William Lambers: Surge of Humanitarian Aid Needed In Iraq





[William Lambers is an author and historian. His writings have been distributed by the History News Service and the History News Network. ]

The hunger and poverty afflicting millions of Iraqis harm any peace efforts in the war-torn nation. In July, the charity Oxfam International released a report citing eight million Iraqis in desperate need of help.

Iraqi children, in particular, are suffering. The Oxfam report showed that 28 percent of Iraqi children are malnourished, compared to 19 percent before the 2003 invasion. It is urgent that the international community increase humanitarian aid to Iraq.

Oxfam calls for the Iraqi government to expand its food and medicine distribution network to reach more of its citizens. Currently, Baghdad serves as the central warehouse location of these supplies for the whole country. But it is local authorities that should be given the ability to quality-check and distribute these basic necessities.

Spreading warehouses across Iraq would speed distribution and allow for a safer dispersal of food and medicine. Oxfam notes the recent burning of a warehouse as proof of why these supplies need to be spread out.

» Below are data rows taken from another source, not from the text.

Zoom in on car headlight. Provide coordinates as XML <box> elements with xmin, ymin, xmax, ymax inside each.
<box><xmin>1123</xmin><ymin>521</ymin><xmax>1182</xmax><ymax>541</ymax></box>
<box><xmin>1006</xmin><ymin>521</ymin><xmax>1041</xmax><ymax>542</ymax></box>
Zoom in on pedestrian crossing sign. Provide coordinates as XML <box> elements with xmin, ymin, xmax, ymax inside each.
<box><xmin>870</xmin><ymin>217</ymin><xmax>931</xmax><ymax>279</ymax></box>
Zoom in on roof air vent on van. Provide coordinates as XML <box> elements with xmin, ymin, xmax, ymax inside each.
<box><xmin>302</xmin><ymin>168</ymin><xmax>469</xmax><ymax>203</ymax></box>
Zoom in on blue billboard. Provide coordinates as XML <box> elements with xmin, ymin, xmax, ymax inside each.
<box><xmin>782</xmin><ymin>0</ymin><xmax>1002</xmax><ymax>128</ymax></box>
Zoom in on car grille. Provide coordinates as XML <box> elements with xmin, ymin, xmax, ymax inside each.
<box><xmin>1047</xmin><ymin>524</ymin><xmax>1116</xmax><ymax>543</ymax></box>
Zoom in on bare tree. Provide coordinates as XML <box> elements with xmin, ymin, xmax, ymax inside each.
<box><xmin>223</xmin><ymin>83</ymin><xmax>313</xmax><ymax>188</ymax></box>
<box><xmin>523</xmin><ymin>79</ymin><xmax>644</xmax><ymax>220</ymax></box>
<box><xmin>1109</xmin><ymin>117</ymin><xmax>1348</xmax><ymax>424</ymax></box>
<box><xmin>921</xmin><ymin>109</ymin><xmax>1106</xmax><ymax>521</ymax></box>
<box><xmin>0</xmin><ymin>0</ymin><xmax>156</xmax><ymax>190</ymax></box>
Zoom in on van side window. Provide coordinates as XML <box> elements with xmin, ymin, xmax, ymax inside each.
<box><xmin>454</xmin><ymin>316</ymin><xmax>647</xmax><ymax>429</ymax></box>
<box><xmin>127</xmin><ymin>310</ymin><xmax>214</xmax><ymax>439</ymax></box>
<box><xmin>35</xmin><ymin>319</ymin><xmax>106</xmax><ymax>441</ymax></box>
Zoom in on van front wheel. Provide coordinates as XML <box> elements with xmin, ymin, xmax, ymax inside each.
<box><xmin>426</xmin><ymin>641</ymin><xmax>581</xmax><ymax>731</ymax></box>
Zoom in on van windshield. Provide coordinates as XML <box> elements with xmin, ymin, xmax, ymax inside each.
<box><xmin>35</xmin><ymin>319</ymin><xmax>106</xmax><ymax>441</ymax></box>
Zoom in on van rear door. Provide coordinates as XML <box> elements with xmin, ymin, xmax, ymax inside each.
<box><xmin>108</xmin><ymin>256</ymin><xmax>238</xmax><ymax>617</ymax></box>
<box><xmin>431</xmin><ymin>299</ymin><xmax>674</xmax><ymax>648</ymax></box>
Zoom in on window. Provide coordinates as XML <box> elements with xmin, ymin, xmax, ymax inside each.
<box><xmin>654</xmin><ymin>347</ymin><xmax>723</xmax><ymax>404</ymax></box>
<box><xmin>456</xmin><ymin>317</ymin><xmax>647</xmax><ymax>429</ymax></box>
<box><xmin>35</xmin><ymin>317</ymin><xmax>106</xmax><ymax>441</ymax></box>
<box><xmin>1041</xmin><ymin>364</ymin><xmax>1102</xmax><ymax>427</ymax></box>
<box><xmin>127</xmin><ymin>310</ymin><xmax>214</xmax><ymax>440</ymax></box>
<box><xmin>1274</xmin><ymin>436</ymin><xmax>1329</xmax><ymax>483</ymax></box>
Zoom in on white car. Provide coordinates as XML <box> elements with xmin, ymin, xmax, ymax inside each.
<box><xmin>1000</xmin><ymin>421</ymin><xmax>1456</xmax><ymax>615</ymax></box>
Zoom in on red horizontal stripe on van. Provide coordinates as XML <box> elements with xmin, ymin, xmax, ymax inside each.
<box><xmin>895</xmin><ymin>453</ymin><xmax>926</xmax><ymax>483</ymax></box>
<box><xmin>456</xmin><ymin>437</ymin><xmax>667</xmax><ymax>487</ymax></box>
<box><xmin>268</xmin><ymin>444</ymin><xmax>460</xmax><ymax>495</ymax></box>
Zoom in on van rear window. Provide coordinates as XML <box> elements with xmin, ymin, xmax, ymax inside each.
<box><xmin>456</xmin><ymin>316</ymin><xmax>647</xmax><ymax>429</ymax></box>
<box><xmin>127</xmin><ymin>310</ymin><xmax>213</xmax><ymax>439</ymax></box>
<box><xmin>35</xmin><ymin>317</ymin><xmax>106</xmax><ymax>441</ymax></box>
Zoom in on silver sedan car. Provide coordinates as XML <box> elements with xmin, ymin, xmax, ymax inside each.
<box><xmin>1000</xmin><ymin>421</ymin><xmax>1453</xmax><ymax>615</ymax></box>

Such planning is critical in a humanitarian crisis. Think back to World War II in 1945 when British and American planes air dropped desperately needed food into the German-occupied section of the Netherlands. Food shortages for the Dutch were terrible during the last year of the war. The Allies actually negotiated with the German leadership in the Netherlands to arrange additional food drops and truck deliveries via the Canadian army. These food convoys utilized supplies stockpiled in a liberated section of the country. Amid the difficulties of a world war, food was able to be pre-positioned and delivered to the starving people of the Netherlands.

Today, the Iraqi government must ensure that food and medicine reach those in need in an efficient manner. The international community must also step up and increase funding for charities operating within Iraq. UNICEF and the UN World Food Programme should also receive additional funding for their programs aimed at helping Iraqi children.

Hunger and poverty in Iraq make the daunting task of building peace all the more difficult. Humanitarian aid must play a larger role in this peace process.